Christian Divine, the original lead writer of Life Is Strange, summed it up with brutal clarity: “The only people not involved are the creators.” And that’s not just shade—it’s a spotlight on how this adaptation is being built without the voices that gave the franchise its soul.
The show is being produced by Square Enix (who owns the IP), LuckyChap (Margot Robbie’s production company), and Story Kitchen (whose tagline is literally “Franchise Farming”—subtle). Charlie Covell, best known for The End of the F*ing World, is attached as showrunner, which could be promising… if the source material wasn’t being treated like a brand asset instead of a lived-in narrative.
Don’t Nod—the studio that created Life Is Strange—isn’t mentioned anywhere in Amazon’s announcement. Not even a courtesy nod. And considering they’re the ones who gave us Max, Chloe, and the emotional wreckage that followed, that silence is deafening.

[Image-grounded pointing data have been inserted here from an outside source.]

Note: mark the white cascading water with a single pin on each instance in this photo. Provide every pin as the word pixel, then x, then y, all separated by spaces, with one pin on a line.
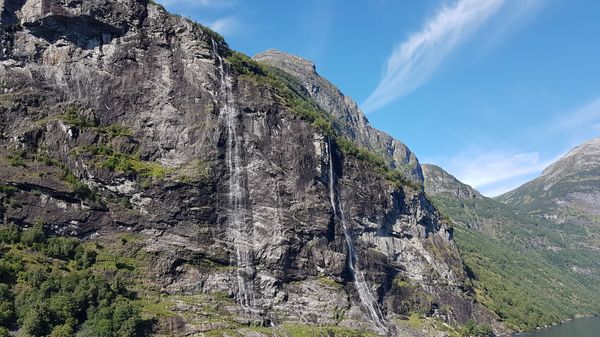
pixel 366 298
pixel 237 225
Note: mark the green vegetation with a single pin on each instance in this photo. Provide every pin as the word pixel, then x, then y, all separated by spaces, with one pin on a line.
pixel 471 329
pixel 79 187
pixel 54 287
pixel 527 286
pixel 74 117
pixel 295 98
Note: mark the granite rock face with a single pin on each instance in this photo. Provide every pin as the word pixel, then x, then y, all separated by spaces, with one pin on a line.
pixel 440 183
pixel 117 116
pixel 570 184
pixel 356 125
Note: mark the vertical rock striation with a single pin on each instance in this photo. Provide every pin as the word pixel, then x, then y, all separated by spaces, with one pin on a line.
pixel 229 187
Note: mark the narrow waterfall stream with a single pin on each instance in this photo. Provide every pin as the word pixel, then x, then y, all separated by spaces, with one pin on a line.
pixel 366 298
pixel 237 226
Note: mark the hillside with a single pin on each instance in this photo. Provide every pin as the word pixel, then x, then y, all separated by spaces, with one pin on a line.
pixel 524 268
pixel 198 192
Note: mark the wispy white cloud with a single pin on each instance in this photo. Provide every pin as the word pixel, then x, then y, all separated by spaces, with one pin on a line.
pixel 414 61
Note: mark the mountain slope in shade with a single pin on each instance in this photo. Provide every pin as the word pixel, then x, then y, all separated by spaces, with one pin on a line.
pixel 439 182
pixel 526 268
pixel 355 124
pixel 566 189
pixel 234 212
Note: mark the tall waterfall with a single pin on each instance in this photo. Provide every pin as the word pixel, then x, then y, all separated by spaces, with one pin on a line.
pixel 366 298
pixel 237 226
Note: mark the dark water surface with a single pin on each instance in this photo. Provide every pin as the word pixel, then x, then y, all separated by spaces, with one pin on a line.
pixel 582 327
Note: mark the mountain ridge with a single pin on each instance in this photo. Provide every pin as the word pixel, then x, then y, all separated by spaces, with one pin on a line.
pixel 229 202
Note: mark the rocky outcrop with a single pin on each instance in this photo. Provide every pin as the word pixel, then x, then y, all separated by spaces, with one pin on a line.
pixel 439 182
pixel 116 115
pixel 570 185
pixel 355 124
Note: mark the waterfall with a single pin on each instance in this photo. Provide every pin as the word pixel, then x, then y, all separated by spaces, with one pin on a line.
pixel 237 226
pixel 366 298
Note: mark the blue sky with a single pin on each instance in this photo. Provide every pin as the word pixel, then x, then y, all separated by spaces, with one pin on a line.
pixel 491 90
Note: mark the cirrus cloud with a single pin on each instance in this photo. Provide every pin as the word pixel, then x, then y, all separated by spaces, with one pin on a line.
pixel 414 61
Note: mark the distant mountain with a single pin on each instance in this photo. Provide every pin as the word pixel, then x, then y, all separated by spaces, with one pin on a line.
pixel 568 191
pixel 355 123
pixel 439 182
pixel 526 268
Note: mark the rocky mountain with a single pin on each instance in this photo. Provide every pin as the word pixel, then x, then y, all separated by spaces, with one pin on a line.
pixel 567 190
pixel 354 123
pixel 521 261
pixel 438 182
pixel 211 195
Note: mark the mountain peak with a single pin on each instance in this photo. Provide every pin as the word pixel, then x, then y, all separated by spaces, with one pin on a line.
pixel 583 157
pixel 439 182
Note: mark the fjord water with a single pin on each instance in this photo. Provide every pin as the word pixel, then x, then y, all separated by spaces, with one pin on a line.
pixel 237 225
pixel 582 327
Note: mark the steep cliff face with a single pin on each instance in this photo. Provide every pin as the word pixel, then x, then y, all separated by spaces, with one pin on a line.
pixel 502 245
pixel 117 116
pixel 438 182
pixel 355 124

Divine’s comment wasn’t the only one. Don’t Nod executive producer Luc Baghadoust posted a separate message celebrating the original team—Michel Koch, Raoul Barbet, Jean-Luc Cano—without directly addressing the adaptation. It’s a subtle flex, but one that fans immediately picked up on. The absence of these names from Amazon’s announcement feels less like an oversight and more like a deliberate pivot.

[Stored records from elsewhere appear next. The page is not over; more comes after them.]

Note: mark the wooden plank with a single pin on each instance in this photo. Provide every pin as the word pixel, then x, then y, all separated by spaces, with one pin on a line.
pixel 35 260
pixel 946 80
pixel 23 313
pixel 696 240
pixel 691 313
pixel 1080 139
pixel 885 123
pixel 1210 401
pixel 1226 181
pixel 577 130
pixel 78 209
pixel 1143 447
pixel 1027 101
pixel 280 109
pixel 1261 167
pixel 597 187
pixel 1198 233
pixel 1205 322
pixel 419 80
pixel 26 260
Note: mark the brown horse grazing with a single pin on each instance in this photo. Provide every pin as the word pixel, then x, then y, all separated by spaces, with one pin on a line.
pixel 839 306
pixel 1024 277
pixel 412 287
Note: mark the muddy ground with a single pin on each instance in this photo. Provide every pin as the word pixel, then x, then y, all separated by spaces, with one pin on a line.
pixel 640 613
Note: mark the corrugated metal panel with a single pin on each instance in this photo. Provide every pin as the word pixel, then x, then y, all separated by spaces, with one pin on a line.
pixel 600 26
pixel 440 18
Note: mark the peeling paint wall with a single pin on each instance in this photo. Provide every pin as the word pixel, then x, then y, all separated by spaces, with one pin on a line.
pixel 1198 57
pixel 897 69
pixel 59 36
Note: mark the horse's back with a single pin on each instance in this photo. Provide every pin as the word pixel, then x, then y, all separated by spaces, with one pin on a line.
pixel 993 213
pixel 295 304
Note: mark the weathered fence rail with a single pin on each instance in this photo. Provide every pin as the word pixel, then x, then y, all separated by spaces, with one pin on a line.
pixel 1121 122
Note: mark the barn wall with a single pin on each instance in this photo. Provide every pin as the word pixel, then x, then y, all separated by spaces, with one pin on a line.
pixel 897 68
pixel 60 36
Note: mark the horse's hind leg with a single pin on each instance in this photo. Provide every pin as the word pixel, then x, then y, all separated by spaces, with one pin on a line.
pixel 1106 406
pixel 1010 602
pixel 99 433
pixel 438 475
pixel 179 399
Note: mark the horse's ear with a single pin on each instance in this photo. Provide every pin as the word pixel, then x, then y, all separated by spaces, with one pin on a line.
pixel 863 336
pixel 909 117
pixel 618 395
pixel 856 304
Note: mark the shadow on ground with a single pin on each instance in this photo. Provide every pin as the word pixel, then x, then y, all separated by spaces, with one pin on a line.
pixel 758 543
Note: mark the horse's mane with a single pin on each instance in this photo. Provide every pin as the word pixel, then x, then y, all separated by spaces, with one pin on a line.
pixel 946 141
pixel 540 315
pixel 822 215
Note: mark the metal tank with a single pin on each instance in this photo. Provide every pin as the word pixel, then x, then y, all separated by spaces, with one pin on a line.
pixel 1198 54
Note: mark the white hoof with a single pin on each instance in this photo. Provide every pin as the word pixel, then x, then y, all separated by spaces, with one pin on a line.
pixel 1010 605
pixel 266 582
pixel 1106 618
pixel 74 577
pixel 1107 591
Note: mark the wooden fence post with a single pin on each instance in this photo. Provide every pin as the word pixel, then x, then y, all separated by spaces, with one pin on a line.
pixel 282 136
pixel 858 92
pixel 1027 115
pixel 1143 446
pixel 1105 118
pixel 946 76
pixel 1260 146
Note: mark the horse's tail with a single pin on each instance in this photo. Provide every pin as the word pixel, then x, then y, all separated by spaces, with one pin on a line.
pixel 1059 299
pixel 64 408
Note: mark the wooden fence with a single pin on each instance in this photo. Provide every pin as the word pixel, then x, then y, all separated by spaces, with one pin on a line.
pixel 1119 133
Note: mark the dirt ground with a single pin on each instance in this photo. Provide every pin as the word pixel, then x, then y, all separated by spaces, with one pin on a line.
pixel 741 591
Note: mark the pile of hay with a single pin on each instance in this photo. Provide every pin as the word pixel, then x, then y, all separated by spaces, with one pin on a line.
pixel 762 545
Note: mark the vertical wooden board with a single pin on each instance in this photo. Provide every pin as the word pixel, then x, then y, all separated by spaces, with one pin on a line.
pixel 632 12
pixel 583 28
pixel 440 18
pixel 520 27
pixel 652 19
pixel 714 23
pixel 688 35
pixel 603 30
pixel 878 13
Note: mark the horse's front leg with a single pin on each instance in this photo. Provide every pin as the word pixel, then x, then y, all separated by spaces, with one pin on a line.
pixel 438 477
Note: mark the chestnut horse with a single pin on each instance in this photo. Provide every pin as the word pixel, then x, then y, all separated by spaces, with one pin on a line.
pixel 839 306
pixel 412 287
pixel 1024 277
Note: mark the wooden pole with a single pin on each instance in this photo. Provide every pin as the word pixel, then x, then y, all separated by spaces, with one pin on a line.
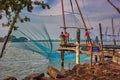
pixel 101 42
pixel 81 14
pixel 78 46
pixel 62 60
pixel 62 44
pixel 113 32
pixel 63 16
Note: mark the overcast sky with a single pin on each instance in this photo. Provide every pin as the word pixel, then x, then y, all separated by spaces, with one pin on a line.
pixel 94 12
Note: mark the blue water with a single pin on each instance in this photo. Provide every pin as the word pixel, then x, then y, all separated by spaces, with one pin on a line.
pixel 50 54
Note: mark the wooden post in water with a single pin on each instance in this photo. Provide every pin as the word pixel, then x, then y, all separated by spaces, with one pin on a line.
pixel 78 46
pixel 62 60
pixel 113 31
pixel 62 44
pixel 101 43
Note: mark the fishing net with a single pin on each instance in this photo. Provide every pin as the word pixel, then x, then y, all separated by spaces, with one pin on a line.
pixel 36 36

To be fair, Don’t Nod and Square Enix split after Life Is Strange 2, with Don’t Nod moving on to Lost Records: Bloom & Rage. Square Enix kept the franchise and handed it off to Deck Nine, which has had mixed success continuing the series. But even if the original devs have moved on, the emotional DNA of Life Is Strange still belongs to them—and fans know it.
The reaction online has been predictably intense. Some fans are calling out the lack of creator involvement as a red flag. Others are cautiously optimistic, pointing to Amazon’s Fallout adaptation as proof that good things can happen without original devs. HOWEVER! And this is a big however, Life Is Strange has a famously protective fanbase, and any deviation from the canon could cause a major backlash.
The biggest question? How do you adapt a game built on player choice and multiple endings into a linear TV format without flattening its emotional complexity? If the show nails that, it might win people over. If it doesn’t, expect the fanbase to go full rewind mode.